The problem
I am trying to wrap old C code into an R package.
So far, I have managed to get RStudio to compile the code, export the function, and everything in the function's body executes properly right until the end of the execution.
Then, the Rsession aborts without an error message (other than the restart session buttons).
My question is: why? and how do i fix it?
EDIT: i found a way to make it work, it's at the end of this post, but I am still without answers to both questions.
Code bits
The wrapper looks like this:
#' @useDynLib mypackage main_
#' @export
cellid <- function(args) {
# Example input:
# args <- "cell -p ~/Projects/Colman/HD/scripts/cellMagick/data/images/parameters.txt -b /tmp/Rtmp7fjlFo/file2b401093d715 -f /tmp/Rtmp7fjlFo/file2b402742f6ef -o ~/Projects/Colman/HD/uscope/20200130_screen_act1_yfp/1/Position001/out"
argv <- strsplit(args, "")[[1]] # Split arguments
argc <- length(argv) # Get length
.C(main_, as.integer(argc), as.character(argv))
}
The actual function looks like:
int main_(int* aargc, char* argv[]){
... DO A LOT OF STUFF ...
return 1;
}
What I've tried
As I said before, if I go looking for the effects of the function on the expected system files, i find everything there.
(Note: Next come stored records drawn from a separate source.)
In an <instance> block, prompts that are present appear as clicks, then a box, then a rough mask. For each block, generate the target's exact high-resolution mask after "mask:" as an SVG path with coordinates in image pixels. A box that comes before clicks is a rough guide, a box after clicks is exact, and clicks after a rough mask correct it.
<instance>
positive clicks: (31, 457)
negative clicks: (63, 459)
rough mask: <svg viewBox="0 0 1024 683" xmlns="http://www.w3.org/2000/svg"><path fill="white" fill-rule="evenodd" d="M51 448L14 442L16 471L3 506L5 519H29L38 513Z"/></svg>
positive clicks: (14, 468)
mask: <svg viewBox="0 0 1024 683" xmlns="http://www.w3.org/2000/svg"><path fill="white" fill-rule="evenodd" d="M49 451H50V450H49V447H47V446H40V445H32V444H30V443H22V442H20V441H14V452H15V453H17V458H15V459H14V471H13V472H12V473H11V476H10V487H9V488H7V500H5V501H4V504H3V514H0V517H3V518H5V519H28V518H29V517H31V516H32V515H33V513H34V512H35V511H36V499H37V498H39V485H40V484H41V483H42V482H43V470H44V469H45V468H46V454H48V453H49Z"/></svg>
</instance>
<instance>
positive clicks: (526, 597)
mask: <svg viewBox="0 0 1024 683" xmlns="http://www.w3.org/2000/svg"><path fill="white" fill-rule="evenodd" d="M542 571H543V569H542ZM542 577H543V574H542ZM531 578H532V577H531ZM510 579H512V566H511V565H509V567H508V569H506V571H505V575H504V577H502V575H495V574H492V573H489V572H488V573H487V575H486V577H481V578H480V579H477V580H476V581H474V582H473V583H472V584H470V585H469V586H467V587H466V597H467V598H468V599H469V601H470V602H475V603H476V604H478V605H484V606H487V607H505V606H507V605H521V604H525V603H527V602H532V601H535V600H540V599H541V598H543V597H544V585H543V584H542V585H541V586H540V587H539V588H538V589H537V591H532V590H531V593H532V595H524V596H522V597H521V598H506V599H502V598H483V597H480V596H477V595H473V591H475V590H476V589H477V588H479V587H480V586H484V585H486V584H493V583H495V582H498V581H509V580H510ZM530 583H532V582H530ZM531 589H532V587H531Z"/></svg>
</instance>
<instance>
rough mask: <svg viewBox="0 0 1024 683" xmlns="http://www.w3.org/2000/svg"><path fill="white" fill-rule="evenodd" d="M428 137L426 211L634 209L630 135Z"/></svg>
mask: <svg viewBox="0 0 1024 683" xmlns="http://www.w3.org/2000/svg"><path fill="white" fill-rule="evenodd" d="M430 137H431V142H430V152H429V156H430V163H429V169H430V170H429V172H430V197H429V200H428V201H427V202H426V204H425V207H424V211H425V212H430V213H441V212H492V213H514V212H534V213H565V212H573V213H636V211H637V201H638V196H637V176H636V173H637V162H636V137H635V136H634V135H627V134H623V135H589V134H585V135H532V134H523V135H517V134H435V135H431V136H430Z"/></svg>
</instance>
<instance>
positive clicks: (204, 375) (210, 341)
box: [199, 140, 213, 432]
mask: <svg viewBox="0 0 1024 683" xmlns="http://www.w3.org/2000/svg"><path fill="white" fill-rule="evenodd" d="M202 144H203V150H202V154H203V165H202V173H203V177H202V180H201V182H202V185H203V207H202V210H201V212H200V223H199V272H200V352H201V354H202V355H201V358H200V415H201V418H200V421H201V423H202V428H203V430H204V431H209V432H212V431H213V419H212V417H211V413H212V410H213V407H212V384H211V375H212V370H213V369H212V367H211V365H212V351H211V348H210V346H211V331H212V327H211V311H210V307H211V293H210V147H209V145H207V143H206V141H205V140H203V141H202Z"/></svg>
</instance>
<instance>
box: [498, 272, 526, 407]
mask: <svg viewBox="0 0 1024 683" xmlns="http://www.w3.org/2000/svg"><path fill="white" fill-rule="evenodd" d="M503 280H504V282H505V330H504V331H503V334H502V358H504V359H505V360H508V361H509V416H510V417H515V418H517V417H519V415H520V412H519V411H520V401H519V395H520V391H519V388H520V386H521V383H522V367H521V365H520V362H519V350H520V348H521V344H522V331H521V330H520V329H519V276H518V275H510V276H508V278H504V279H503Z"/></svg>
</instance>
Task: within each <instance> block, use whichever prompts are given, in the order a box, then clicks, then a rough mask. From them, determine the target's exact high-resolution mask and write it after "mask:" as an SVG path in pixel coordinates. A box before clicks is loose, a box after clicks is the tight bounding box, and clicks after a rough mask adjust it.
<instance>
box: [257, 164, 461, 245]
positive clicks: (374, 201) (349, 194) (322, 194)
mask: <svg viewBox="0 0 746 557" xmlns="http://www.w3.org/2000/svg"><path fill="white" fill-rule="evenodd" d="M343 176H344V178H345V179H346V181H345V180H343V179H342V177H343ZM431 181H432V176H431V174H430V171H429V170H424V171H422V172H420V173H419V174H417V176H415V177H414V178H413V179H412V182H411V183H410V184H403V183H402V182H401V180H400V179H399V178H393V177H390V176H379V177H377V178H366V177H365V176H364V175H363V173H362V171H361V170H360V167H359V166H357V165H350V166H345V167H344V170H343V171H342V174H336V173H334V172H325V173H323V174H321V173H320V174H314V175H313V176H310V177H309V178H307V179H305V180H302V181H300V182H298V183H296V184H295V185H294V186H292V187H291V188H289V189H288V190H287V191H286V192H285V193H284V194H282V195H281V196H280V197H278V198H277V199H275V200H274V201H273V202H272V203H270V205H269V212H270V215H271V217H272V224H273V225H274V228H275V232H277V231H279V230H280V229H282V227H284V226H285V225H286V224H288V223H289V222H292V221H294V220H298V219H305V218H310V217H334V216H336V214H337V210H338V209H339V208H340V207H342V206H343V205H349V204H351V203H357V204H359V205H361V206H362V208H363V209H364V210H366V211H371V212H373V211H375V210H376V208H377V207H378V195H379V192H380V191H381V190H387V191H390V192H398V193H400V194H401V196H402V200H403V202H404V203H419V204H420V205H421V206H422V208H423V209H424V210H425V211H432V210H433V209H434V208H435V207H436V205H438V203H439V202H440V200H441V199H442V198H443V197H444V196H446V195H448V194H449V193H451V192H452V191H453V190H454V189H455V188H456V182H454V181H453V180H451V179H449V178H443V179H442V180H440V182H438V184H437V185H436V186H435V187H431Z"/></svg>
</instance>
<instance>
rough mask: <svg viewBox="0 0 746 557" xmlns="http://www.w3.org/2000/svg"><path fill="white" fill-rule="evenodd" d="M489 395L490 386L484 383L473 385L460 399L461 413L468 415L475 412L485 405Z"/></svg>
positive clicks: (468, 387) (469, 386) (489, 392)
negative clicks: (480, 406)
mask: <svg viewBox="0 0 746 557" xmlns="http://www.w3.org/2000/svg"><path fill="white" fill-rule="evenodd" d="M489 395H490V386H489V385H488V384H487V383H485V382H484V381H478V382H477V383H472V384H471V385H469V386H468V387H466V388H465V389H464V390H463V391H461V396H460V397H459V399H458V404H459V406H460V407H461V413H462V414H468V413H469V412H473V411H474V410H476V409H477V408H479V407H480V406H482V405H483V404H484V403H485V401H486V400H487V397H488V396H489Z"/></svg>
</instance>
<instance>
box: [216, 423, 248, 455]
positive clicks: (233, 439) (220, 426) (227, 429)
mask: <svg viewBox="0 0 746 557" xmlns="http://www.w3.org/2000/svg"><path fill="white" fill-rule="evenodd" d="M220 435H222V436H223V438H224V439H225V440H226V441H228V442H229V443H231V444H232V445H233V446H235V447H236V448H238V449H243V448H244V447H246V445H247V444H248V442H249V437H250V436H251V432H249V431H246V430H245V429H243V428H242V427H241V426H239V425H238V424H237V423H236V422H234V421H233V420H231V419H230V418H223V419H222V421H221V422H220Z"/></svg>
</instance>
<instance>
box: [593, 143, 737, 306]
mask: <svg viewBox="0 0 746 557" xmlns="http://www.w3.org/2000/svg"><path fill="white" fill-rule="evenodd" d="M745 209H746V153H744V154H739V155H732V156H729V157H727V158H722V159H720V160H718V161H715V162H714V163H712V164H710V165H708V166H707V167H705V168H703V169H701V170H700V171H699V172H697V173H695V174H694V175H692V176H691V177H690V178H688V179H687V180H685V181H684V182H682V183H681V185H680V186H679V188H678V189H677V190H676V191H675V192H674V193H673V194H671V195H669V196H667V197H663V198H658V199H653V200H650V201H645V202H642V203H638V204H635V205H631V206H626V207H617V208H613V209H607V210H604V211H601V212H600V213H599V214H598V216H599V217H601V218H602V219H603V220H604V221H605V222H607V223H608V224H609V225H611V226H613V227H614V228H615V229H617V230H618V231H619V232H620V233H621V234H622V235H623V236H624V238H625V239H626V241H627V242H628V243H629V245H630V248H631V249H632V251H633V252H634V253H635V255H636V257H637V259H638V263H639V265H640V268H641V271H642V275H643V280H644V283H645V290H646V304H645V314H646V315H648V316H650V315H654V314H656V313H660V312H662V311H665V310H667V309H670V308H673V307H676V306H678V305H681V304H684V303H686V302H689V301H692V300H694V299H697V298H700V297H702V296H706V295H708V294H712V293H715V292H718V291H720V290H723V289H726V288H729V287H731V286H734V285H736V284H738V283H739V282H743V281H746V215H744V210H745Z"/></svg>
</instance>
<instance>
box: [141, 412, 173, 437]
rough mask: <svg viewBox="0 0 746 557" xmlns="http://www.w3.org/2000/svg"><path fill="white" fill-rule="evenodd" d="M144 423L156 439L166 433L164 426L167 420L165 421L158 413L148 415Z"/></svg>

The only way I have to prevent the Rsession from crashing is to raise an error before the return:
int main_(int* argc, char* argv[]){
... DO A LOT OF STUFF ...
error("everything works up to this point");
return 1;
}
I have tried many things, quite blindly. For example, changing int to void at the function definition and omitting the return statement does not help.
I used lldb as suggested here, and out of it got the following:
Process 7900 stopped
* thread #1, name = 'R', stop reason = signal SIGSEGV: invalid address (fault address: 0x0)
frame #0: 0x00007ffff7a946f5 libc.so.6`__strlen_avx2 + 21
libc.so.6`__strlen_avx2:
-> 0x7ffff7a946f5 <+21>: vpcmpeqb (%rdi), %ymm0, %ymm1
0x7ffff7a946f9 <+25>: vpmovmskb %ymm1, %eax
0x7ffff7a946fd <+29>: testl %eax, %eax
0x7ffff7a946ff <+31>: jne 0x7ffff7a947f0 ; <+272>
Which I am not able to interpret, my C skills are basically zero.
Narrowing down the cause
I have only been able to narrow down the problem to that part in which the C function ends, and R must continue (I guess).
Perhaps the problem is in the pointer objects (argv
and argc
). I have noticed that argc
and argv
change their contents throughout the execution of the function (i.e. they are shortened, see below).
At the beginning of the function:
Input argument number (argc[0]): 9
Input argument (argv[i] for printf): cell -p ~/Projects/Colman/HD/scripts/cellMagick/data/images/parameters.txt -b /tmp/Rtmplr4Q90/file26f12a94a144 -f /tmp/Rtmplr4Q90/file26f175cd02e5 -o ~/Projects/Colman/HD/uscope/20200130_screen_act1_yfp/1/Position001/out
At the end of the function:
Input argument number (argc[0]): 1
Input argument (argv[i] for printf): cell
Though i am not sure if this can be a problem, this side-effect is caused normally by glib's g_option_context_parse parsing of arguments.
Suspiciously for me, commenting everything after the g_option_context_parse
line still causes the segfault, but commenting that line and everything after it does not cause the segfault.
Is R expecting to find argc and argv unchanged? Would it crash when it doesn't?
Unfortunately this is as far as I have been able to get on my own.
I have tried to keep this question short, but the complete source of the C program is available (main
is defined at cell.c
).
I'd appreciate your help. Let me know how I can improve my question, if it would help.
EDIT: a hacky solution
I found that g_option_context_parse
changes argv
in a way that when printed it shows null values in all positions > 1:
cell (null) (null) (null) (null) (null) (null) (null) (null)
This not in conflict with glib's documentation.
But, if during the printing loop at the end of the script I assign non-null stuff to each position in the array (i.e. argv[i] = "";
) the Rsession no longer aborts after the function finishes.
Even though this does "make it work", I don't really know why this happens, and my fix much more of a hack than what I'm comfortable with.
I'll leave it open for now, hoping someone will provide a good explanation and a proper solution.